I don't understand how $180k was enough in San Francisco at any time in the last 15 years -- unless you were partnered with someone with a comparable salary.

apparent

> Mr. Woodbury recently moved to Carnelian Bay, on Lake Tahoe, Calif., which is less expensive. Ms. Razniak remains in an apartment in San Francisco’s Haight-Ashbury neighborhood, which she shares with two roommates and for which she pays $1,650 a month. They’re making the long-distance relationship work. It sounds like the fellow didn't actually want/need to be in SF. Living in Tahoe is pretty much the polar opposite in terms of urban/rural living. There are obviously places that are near SF that are much cheaper, like Oakland/Richmond/etc.

jrowen

Comparison is the thief of joy. I know plenty of people who live in SF on much lower salaries. Acting like you need AI bucks to survive is out of touch with the reality of the common man. A household that earns nearly 400k talking about "I'm not completely hopeless" is shameful. Take some lessons from people who earn a lot less and are more happy.

BigTTYGothGF

Median household income in SF is $147k. If $180k isn't enough, $147k isn't either.

light_triad

The article frames the cost of living issue mainly in terms of demand (...because of OpenAI and Anthropic...), which is an important factor, but has very little to say about supply. San Francisco is a major metropolis that looks like a mining town: there's very few high-rise buildings compared to other major cities. It's due to many factors including strict zoning, growth caps, seismic risks (compared to say Tokyo?) and landlords that don't have much incentive to decrease the value of their skyrocketing assets. Also some recent setbacks like our leaning Millennium Tower. It might take a political earthquake to change the status quo given how ossified everything is unfortunately.

smb06

My rent has gone up by 15% over the last two years and it is reflective of the increase in salaries in AI startups.

jacobgold

Worth pointing out that someone making $180K/year in 2016 needs to make ~$250K/year just to keep up with inflation.

fragmede

What's frustrating is that an estimated 10-15% of SF housing is empty, due to rent control.

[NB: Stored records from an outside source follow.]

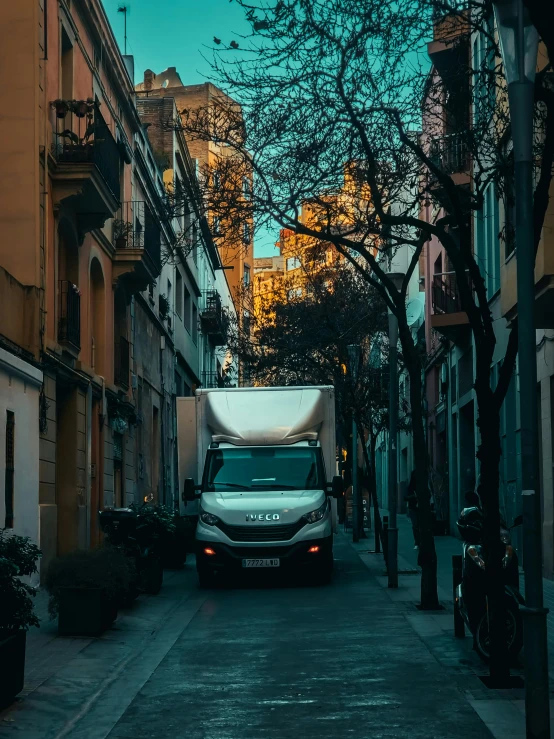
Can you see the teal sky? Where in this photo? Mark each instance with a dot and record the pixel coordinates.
(176, 33)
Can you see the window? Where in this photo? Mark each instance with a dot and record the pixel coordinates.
(187, 309)
(9, 472)
(194, 322)
(293, 263)
(509, 231)
(178, 293)
(169, 298)
(246, 325)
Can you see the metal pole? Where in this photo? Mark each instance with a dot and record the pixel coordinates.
(459, 626)
(392, 559)
(355, 508)
(537, 706)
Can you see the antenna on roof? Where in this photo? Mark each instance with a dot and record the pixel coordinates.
(124, 9)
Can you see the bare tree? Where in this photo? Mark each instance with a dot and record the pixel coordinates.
(336, 95)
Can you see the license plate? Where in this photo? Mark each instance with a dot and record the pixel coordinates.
(260, 562)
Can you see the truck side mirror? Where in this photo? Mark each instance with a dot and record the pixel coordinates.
(189, 490)
(337, 486)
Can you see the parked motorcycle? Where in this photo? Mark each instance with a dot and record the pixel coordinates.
(471, 596)
(131, 533)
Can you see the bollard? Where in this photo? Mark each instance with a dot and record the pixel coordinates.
(459, 626)
(385, 538)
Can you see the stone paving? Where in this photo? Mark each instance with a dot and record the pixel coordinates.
(247, 663)
(503, 711)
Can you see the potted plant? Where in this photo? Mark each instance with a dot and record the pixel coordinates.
(122, 230)
(81, 108)
(163, 305)
(18, 558)
(86, 588)
(61, 107)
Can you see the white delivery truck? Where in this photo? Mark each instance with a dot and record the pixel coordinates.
(257, 467)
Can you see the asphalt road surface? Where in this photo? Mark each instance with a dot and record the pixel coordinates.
(250, 662)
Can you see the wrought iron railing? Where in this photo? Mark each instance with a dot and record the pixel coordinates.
(82, 136)
(212, 379)
(69, 320)
(121, 362)
(445, 293)
(450, 153)
(135, 227)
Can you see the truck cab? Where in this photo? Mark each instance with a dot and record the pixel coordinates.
(264, 496)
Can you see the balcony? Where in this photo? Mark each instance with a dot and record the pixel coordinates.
(212, 379)
(448, 316)
(213, 318)
(69, 321)
(136, 237)
(121, 362)
(84, 164)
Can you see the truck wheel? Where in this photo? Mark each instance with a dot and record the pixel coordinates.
(205, 578)
(153, 577)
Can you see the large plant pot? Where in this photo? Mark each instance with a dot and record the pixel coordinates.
(12, 664)
(173, 550)
(84, 611)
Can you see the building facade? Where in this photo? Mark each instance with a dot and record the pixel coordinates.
(97, 334)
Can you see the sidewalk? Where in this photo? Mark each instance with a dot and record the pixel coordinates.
(503, 711)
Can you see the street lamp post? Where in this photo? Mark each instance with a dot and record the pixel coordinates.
(354, 353)
(397, 279)
(519, 44)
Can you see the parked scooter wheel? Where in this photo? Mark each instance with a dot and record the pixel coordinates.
(153, 576)
(206, 578)
(514, 630)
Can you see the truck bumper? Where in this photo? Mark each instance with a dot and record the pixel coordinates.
(291, 557)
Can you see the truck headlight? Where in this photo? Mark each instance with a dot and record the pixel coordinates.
(317, 515)
(208, 518)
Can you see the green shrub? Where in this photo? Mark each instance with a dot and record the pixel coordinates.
(18, 557)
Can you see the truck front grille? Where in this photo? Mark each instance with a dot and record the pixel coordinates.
(283, 532)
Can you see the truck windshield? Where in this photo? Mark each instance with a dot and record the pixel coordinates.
(264, 468)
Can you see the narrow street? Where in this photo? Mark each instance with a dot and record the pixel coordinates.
(247, 662)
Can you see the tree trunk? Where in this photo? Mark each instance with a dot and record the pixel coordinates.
(427, 557)
(489, 454)
(370, 465)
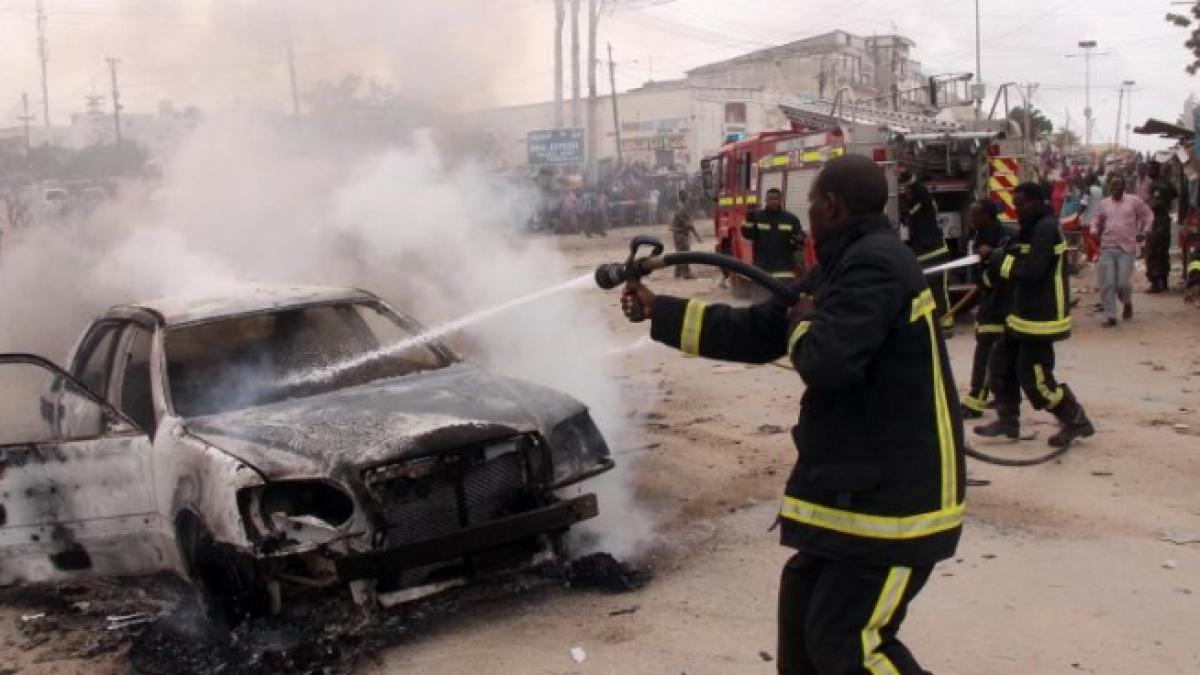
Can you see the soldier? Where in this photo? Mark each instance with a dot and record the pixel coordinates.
(1158, 243)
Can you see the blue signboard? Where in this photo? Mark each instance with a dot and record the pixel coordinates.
(556, 147)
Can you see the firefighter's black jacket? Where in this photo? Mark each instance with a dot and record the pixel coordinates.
(995, 294)
(1037, 270)
(772, 233)
(925, 237)
(880, 476)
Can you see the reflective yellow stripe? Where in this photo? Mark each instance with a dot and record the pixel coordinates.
(1053, 396)
(1059, 249)
(1060, 292)
(873, 526)
(801, 329)
(1029, 327)
(922, 305)
(876, 662)
(934, 254)
(975, 404)
(693, 323)
(943, 420)
(1006, 268)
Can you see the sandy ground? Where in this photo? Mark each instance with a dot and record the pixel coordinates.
(1062, 567)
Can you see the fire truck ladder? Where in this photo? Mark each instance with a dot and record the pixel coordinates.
(821, 113)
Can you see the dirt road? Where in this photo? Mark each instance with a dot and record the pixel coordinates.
(1062, 567)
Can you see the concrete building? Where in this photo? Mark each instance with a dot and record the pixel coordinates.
(672, 125)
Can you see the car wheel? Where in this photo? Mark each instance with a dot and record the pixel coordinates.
(226, 584)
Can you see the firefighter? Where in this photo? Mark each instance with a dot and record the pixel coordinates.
(1158, 244)
(876, 497)
(1192, 256)
(994, 300)
(777, 237)
(1024, 360)
(682, 230)
(918, 213)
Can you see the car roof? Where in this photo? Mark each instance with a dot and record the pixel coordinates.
(241, 299)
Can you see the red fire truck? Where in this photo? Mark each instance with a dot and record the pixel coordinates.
(958, 166)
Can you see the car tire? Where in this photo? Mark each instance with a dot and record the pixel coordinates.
(227, 589)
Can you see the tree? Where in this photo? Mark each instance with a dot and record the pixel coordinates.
(1193, 42)
(1039, 124)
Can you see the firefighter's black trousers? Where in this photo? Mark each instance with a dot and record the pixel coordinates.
(843, 619)
(1024, 365)
(981, 368)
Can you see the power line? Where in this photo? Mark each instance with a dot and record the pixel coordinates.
(42, 57)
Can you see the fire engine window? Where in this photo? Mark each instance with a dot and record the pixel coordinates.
(735, 113)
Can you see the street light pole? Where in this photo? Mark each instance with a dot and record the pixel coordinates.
(1128, 84)
(978, 69)
(1087, 46)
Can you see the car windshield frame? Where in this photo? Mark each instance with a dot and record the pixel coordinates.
(443, 352)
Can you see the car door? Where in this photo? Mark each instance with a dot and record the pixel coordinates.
(73, 495)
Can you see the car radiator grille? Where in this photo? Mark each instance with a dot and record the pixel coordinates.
(435, 496)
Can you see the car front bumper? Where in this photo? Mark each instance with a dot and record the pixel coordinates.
(469, 541)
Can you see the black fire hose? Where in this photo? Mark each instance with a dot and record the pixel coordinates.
(612, 275)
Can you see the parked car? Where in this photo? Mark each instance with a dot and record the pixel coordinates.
(277, 440)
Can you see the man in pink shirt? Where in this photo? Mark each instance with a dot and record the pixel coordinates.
(1120, 226)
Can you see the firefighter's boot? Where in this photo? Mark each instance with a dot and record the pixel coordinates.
(1073, 418)
(1008, 425)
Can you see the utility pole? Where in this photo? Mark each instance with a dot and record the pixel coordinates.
(575, 64)
(1128, 84)
(117, 115)
(616, 117)
(591, 148)
(43, 58)
(25, 119)
(1027, 117)
(1116, 135)
(1087, 46)
(559, 18)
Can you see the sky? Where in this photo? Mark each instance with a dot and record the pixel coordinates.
(480, 53)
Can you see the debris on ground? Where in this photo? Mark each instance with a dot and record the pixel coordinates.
(603, 572)
(1181, 536)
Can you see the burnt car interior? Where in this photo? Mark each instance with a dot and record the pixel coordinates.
(243, 362)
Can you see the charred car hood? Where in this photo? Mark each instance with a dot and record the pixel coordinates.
(381, 422)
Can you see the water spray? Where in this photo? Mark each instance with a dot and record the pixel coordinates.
(331, 371)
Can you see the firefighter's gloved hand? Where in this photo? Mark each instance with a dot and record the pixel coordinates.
(635, 290)
(803, 310)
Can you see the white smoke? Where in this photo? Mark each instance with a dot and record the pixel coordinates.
(241, 202)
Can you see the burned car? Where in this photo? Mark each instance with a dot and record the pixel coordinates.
(279, 441)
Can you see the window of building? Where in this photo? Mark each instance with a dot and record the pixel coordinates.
(735, 113)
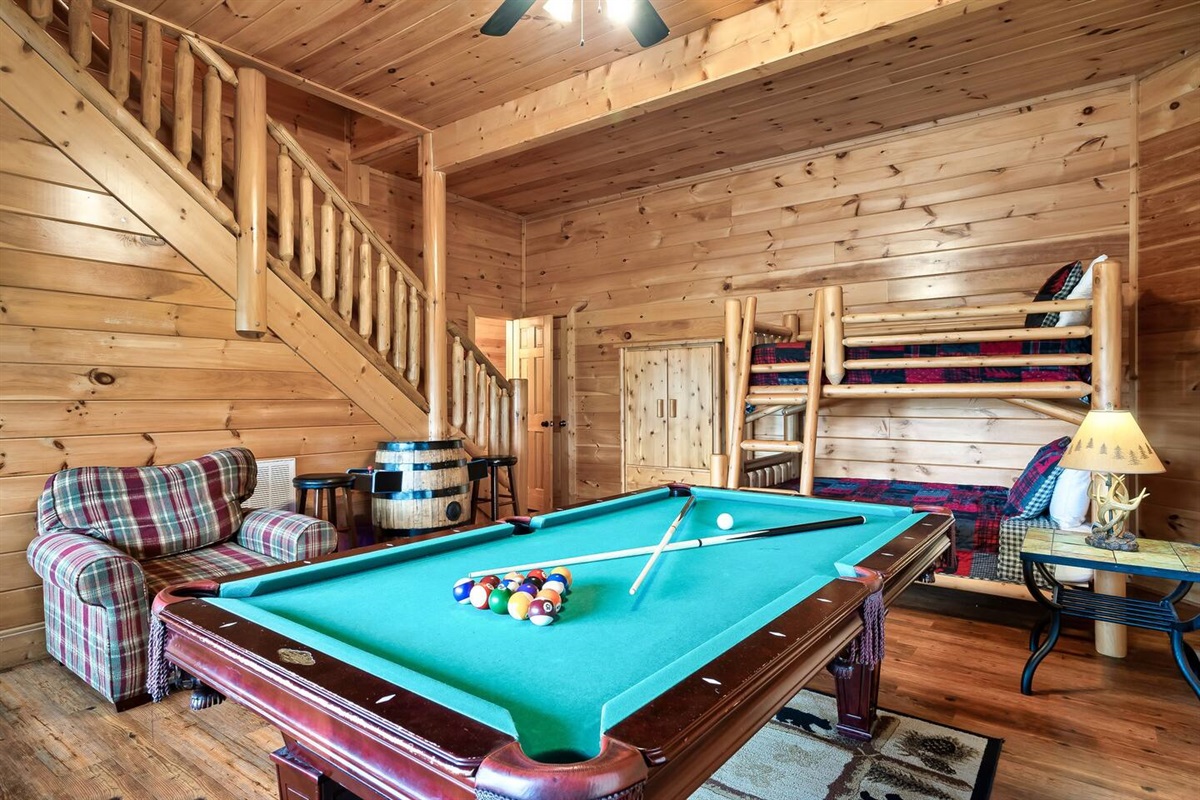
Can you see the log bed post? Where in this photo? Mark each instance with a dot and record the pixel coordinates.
(816, 373)
(834, 308)
(433, 184)
(1110, 637)
(250, 149)
(741, 386)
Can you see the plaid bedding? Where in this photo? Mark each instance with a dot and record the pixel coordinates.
(977, 513)
(798, 352)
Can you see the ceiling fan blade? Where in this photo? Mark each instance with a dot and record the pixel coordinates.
(505, 17)
(646, 24)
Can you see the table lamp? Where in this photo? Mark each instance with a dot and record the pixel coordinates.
(1110, 445)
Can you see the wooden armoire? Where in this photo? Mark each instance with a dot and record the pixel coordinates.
(671, 411)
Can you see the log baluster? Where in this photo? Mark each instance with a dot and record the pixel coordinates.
(469, 400)
(383, 305)
(42, 11)
(457, 385)
(346, 270)
(210, 131)
(414, 336)
(185, 77)
(504, 446)
(307, 230)
(328, 252)
(493, 415)
(400, 319)
(286, 208)
(366, 299)
(119, 53)
(79, 31)
(151, 76)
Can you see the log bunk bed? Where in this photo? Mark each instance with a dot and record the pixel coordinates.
(1065, 356)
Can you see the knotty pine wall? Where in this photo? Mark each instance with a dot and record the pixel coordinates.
(483, 247)
(115, 350)
(1169, 306)
(966, 211)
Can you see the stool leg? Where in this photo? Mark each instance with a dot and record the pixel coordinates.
(496, 486)
(474, 499)
(513, 489)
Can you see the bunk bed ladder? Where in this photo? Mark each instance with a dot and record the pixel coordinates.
(742, 331)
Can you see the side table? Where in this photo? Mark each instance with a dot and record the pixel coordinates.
(1158, 559)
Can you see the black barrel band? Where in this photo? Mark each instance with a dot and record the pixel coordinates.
(424, 494)
(408, 467)
(405, 446)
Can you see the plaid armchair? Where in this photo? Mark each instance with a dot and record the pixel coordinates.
(109, 539)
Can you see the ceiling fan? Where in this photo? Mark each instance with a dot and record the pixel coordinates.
(640, 16)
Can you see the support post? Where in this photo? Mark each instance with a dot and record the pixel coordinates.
(521, 438)
(250, 150)
(1110, 637)
(433, 185)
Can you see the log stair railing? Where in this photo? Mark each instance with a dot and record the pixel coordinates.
(310, 234)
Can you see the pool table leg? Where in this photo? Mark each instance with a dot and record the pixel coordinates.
(301, 781)
(858, 692)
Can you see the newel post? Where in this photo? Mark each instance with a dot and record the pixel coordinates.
(521, 439)
(433, 202)
(250, 154)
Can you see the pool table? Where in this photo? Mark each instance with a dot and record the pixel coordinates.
(383, 684)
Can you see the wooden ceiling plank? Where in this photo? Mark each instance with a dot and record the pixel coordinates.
(550, 56)
(761, 42)
(184, 13)
(397, 34)
(924, 108)
(283, 23)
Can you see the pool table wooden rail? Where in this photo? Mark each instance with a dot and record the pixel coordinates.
(381, 740)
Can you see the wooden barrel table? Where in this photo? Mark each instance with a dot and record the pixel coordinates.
(435, 492)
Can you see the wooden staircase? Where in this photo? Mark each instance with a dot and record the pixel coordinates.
(258, 217)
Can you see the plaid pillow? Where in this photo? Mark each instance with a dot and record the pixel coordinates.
(151, 511)
(1057, 287)
(1032, 491)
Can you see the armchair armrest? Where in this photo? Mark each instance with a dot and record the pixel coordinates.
(286, 536)
(97, 572)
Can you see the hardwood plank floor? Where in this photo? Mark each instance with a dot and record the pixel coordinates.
(1097, 728)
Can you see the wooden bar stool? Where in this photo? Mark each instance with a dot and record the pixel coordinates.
(328, 483)
(493, 464)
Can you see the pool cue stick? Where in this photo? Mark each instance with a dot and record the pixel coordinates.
(691, 543)
(663, 543)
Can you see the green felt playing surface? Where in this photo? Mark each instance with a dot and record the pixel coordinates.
(556, 689)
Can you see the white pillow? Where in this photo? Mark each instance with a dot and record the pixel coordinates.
(1069, 501)
(1083, 290)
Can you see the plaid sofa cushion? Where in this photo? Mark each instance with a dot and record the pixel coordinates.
(1030, 495)
(219, 560)
(287, 536)
(151, 511)
(977, 512)
(1012, 536)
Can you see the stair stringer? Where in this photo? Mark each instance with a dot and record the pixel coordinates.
(48, 101)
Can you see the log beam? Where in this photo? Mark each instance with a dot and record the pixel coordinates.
(750, 47)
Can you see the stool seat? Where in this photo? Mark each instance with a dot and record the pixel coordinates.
(327, 486)
(490, 467)
(323, 481)
(499, 461)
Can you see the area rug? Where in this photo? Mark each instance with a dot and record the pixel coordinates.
(801, 756)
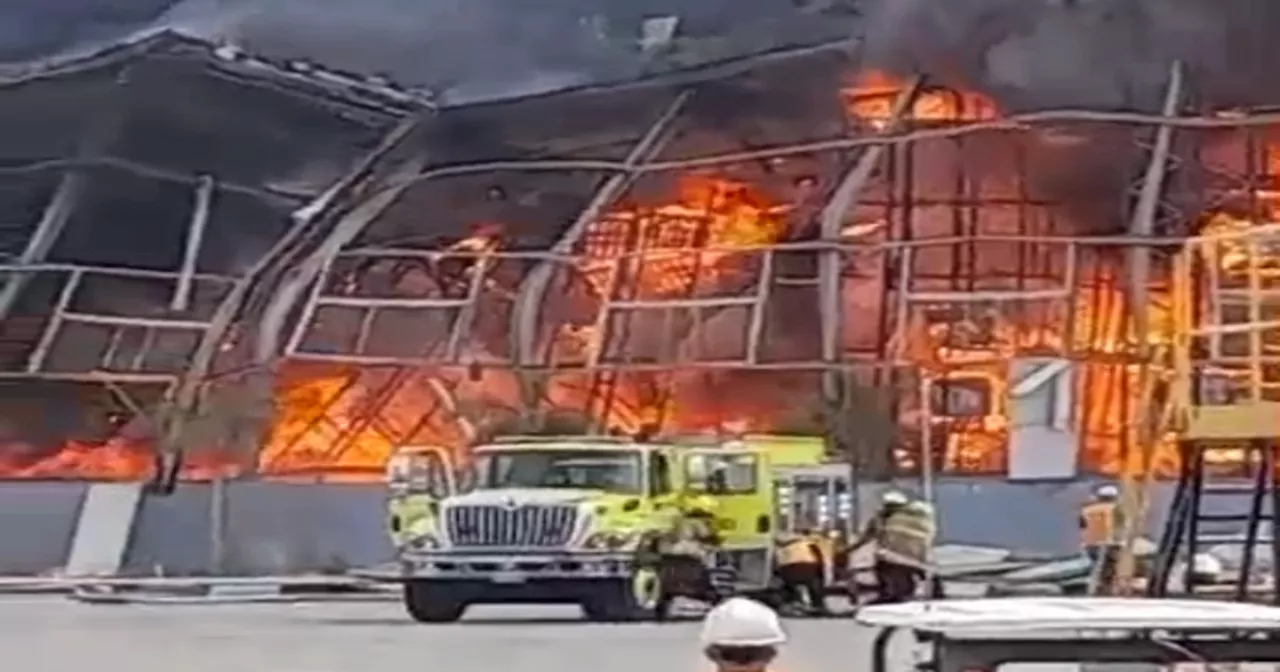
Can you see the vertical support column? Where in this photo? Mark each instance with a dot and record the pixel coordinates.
(200, 214)
(831, 224)
(533, 289)
(1142, 225)
(837, 383)
(218, 528)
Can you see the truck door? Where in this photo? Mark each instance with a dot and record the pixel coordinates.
(737, 480)
(417, 478)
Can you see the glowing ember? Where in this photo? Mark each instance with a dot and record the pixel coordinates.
(681, 243)
(691, 243)
(874, 92)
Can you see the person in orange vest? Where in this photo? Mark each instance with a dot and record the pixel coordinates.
(800, 567)
(1100, 521)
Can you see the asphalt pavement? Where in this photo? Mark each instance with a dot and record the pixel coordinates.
(54, 632)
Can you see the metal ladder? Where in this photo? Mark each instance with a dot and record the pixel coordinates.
(1226, 388)
(1205, 513)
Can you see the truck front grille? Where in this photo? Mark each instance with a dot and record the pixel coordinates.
(530, 525)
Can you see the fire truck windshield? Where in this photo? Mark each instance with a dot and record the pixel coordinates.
(616, 471)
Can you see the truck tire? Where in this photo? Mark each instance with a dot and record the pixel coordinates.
(432, 603)
(615, 602)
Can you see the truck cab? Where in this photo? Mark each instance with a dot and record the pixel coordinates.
(561, 520)
(1063, 635)
(417, 479)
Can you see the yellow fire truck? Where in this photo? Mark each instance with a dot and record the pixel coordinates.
(567, 519)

We'll see how the supreme court case about rent control goes.

apparent

> “I thought when I’d make $200k I would be able to basically not worry about money at all,” she said, adding that she and her friends stopped going out to restaurants last year and shifted to potlucks and reality-TV nights. $200k is a lot of money, but I'm glad that when I started making money like that I continued to live my prior life for several years. The savings accumulated during that period has had a huge impact on my later financial condition, and enabled me to do many things (career-wise and otherwise) that I would not have been able to do had I shifted into "stop worrying about money, eat out all the time" mode. Many people I knew did that, and most of them are fine. But golden handcuffs can really lock you into a career/track that you might not want to be on long term.

jleyank

Remote work or satellite offices would permit working where housing was more affordable and it would encourage 2 professional families. It would also encourage families as spare resources might be available for munchkins. But this seems to be the opposite of what the money wants. Edit: and nobody talks about climate or commuting costs.

dlcarrier

I've met multiple people who commuted to the peninsula via airplane, because it was much, much cheaper than living there.

Balgair

Prop 13 y'all https://en.wikipedia.org/wiki/1978_California_Proposition_13 Any discussion of the cost of housing in CA has to include this. Want to know why the property market there is so distorted? It's Prop 13. TLDR: Property taxes only increase 2%/yr (sorta, its complicated) and reset upon sale of the property. So current owners are highly incentivized to stay in place and not move. Supply is held down, so prices rise.

zzgo

They put all the good jobs in a city surrounded on three sides by a mile or more of water, IDK how this doesn't get mentioned every time a "San Francisco has gotten too expensive to live in" article gets posted since the late 90s.

frays

The question is how much worse will it be in another 5 years? Probably a $250k tech salary won't be enough.